Spark 1.2.0 is the third release on the 1.X line. This release brings performance and usability improvements in Spark’s core engine, a major new API for MLlib, expanded ML support in Python, a fully H/A mode in Spark Streaming, and much more. GraphX has seen major performance and API improvements and graduates from an alpha component. Spark 1.2 represents the work of 172 contributors from more than 60 institutions in more than 1000 individual patches.
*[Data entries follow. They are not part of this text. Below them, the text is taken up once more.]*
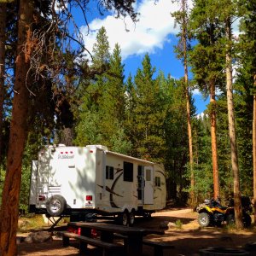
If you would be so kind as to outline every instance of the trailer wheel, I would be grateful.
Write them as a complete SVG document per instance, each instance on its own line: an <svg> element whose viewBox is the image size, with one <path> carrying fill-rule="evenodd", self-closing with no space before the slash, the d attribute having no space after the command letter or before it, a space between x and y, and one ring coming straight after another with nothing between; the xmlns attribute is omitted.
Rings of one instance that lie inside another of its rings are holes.
<svg viewBox="0 0 256 256"><path fill-rule="evenodd" d="M129 226L129 213L127 211L120 213L119 215L119 218L120 224L122 224L123 226Z"/></svg>
<svg viewBox="0 0 256 256"><path fill-rule="evenodd" d="M135 212L134 210L131 210L131 212L129 214L129 224L130 226L133 226L135 222Z"/></svg>
<svg viewBox="0 0 256 256"><path fill-rule="evenodd" d="M51 196L46 202L46 210L52 217L61 215L66 209L67 202L63 196L55 195Z"/></svg>

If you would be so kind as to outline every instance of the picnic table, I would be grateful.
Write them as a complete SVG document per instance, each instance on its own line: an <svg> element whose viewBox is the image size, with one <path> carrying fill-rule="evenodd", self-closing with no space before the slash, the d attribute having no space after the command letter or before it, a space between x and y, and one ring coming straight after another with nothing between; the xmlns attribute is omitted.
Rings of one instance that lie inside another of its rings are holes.
<svg viewBox="0 0 256 256"><path fill-rule="evenodd" d="M102 242L113 243L116 234L123 236L125 239L125 253L128 256L141 256L143 254L143 236L149 234L163 235L163 230L154 229L126 227L107 223L84 223L70 222L68 227L80 228L80 235L84 237L90 237L91 230L99 231Z"/></svg>

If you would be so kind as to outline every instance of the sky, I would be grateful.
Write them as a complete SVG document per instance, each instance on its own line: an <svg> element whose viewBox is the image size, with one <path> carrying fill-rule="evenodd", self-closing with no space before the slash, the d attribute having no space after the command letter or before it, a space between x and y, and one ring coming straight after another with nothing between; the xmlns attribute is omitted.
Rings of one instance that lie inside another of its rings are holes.
<svg viewBox="0 0 256 256"><path fill-rule="evenodd" d="M189 0L192 5L192 0ZM84 35L84 40L88 50L91 52L98 30L104 26L108 37L110 51L119 44L121 56L125 64L125 78L131 73L135 75L141 67L142 60L148 54L151 64L165 75L171 74L175 79L183 76L183 67L181 61L176 58L174 46L177 44L176 34L178 28L174 26L174 19L171 13L178 10L178 4L172 0L141 0L135 5L135 10L140 14L139 21L136 24L130 17L116 19L113 14L104 16L96 16L97 13L91 6L88 26L81 21L79 26ZM82 19L80 20L82 20ZM197 90L193 91L193 96L197 113L201 113L208 103Z"/></svg>

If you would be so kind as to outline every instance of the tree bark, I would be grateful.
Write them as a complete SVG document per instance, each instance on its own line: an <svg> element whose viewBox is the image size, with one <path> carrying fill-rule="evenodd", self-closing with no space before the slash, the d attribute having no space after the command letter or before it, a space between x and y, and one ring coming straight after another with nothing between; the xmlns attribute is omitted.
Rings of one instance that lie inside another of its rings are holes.
<svg viewBox="0 0 256 256"><path fill-rule="evenodd" d="M0 3L0 165L3 160L6 10L6 3Z"/></svg>
<svg viewBox="0 0 256 256"><path fill-rule="evenodd" d="M182 44L183 50L183 67L184 67L184 82L185 82L185 96L186 96L186 111L187 111L187 124L189 148L189 164L190 164L190 199L191 205L195 204L195 174L194 174L194 159L193 159L193 140L192 128L190 117L190 101L189 101L189 72L188 72L188 53L187 53L187 1L182 0L183 24L182 24Z"/></svg>
<svg viewBox="0 0 256 256"><path fill-rule="evenodd" d="M217 147L217 122L216 122L216 99L215 99L215 84L210 82L210 119L211 119L211 138L212 138L212 160L213 173L213 197L217 199L219 196L219 181L218 181L218 147Z"/></svg>
<svg viewBox="0 0 256 256"><path fill-rule="evenodd" d="M30 67L29 39L33 15L33 1L20 0L18 21L17 57L7 172L0 212L0 255L16 254L16 231L22 155L27 136L29 91L26 74Z"/></svg>
<svg viewBox="0 0 256 256"><path fill-rule="evenodd" d="M256 74L253 76L253 208L256 225Z"/></svg>
<svg viewBox="0 0 256 256"><path fill-rule="evenodd" d="M230 17L226 20L226 90L227 90L227 103L228 103L228 117L229 117L229 131L231 148L231 165L234 177L234 202L235 202L235 218L236 226L237 229L241 229L242 213L241 203L240 191L240 175L238 166L238 152L236 145L235 114L234 114L234 102L233 102L233 88L232 88L232 64L231 64L231 22Z"/></svg>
To download Spark 1.2 visit the downloads page.
Spark Core
In 1.2 Spark core upgrades two major subsystems to improve the performance and stability of very large scale shuffles. The first is Spark’s communication manager used during bulk transfers, which upgrades to a netty-based implementation. The second is Spark’s shuffle mechanism, which upgrades to the “sort based” shuffle initially released in Spark 1.1. These both improve the performance and stability of very large scale shuffles. Spark also adds an elastic scaling mechanism designed to improve cluster utilization during long running ETL-style jobs. This is currently supported on YARN and will make its way to other cluster managers in future versions. Finally, Spark 1.2 adds support for Scala 2.11. For instructions on building for Scala 2.11 see the build documentation.
Spark Streaming
This release includes two major feature additions to Spark’s streaming library, a Python API and a write ahead log for full driver H/A. The Python API covers almost all the DStream transformations and output operations. Input sources based on text files and text over sockets are currently supported. Support for Kafka and Flume input streams in Python will be added in the next release. I want to take screenshot. Second, Spark streaming now features H/A driver support through a write ahead log (WAL). In Spark 1.1 and earlier, some buffered (received but not yet processed) data can be lost during driver restarts. To prevent this Spark 1.2 adds an optional WAL, which buffers received data into a fault-tolerant file system (e.g. HDFS). See the streaming programming guide for more details.
MLLib
![Sparkbox 1 2 3 Sparkbox 1 2 3](https://i.ebayimg.com/images/g/98QAAOSwjsldS3v1/s-l500.jpg)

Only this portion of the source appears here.